Anche Una madre appartiene di diritto a questo cinema e nella sovrapposizione delle madri da Deva, madre mancata e nuova madre, da sua madre, madre interrotta, a Carla, madre putativa del piccolo e di Deva, a sua figlia altra madre mancata, il film sembra giocare in una specie di percorso dove gli specchi di un reale davvero molto vicino a ciascuno di noi riflettono altre immagini rispetto al visibile.
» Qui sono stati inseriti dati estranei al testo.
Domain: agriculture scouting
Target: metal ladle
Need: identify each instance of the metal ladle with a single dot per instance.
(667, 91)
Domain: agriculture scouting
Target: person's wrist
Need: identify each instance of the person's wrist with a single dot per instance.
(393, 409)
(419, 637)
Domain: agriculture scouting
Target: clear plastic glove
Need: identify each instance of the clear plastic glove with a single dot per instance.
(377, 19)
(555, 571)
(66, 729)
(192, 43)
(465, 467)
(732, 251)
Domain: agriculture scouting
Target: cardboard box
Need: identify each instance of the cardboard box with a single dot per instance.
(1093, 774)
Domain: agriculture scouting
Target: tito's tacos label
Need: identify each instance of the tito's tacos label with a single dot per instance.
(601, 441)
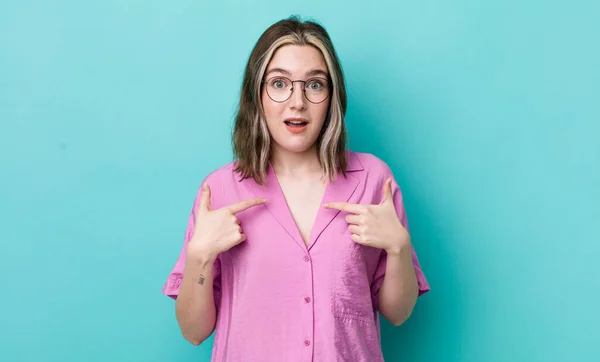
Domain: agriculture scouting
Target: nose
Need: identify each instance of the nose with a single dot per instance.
(297, 100)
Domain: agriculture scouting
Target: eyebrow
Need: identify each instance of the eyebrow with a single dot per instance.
(310, 73)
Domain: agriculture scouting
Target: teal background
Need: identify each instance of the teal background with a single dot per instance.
(112, 112)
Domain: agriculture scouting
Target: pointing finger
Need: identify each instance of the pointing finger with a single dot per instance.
(345, 206)
(246, 204)
(205, 199)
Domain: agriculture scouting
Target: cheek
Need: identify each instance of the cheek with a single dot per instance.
(320, 112)
(271, 109)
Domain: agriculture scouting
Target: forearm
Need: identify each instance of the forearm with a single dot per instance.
(399, 291)
(195, 306)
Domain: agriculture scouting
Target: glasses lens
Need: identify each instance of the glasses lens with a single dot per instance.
(279, 88)
(316, 89)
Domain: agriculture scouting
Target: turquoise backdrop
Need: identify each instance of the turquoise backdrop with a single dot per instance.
(112, 112)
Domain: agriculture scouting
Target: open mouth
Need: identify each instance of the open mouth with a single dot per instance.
(294, 123)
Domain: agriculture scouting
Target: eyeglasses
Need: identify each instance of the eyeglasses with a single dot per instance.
(279, 89)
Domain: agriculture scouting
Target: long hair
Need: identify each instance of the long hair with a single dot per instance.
(251, 138)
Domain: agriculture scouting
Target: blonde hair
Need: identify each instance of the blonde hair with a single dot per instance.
(251, 138)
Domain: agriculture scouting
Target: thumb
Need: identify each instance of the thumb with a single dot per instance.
(387, 191)
(205, 199)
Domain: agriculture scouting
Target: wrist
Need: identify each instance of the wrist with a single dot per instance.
(398, 248)
(201, 254)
È in fondo il lavoro che deve fare il cinema, quello di raccontare il lato oscuro di ciò che pensiamo di conoscere, rendere visibile l’invisibile. Chiantini riesce a dare forma e peso al suo racconto, intensità emotiva ai suoi personaggi, una città anonima (Roma?), che nel suo aspetto ignoto smette di diventare un luogo per assumere la fisionomia di ogni luogo possibile. Una menzione speciale alla giovane attrice protagonista che sa conferire alla sua Deva la giusta scorbuticheria al suo personaggio così disilluso e rabbioso, capace di ritrovare la dimensione materna in una pregevole e misurata crescita e mutazione del personaggio. Tirando le somme, si tratta di un altro racconto che al cinema indaga la inesplicabile e originaria relazione materna che sembra essere diventata una specie di nuovo territorio di esplorazione. Da qui un altro film tutto al femminile che con molta discrezione e rispetto delle diversità, sonda la psicologia di genere. Una madre si aggiunge alla lista e con le sfaccettature della sua scrittura colma un altro vuoto, con la sensibilità a volte ruvida di un personaggio come Deva che fa fatica ad uscire dal ricordo.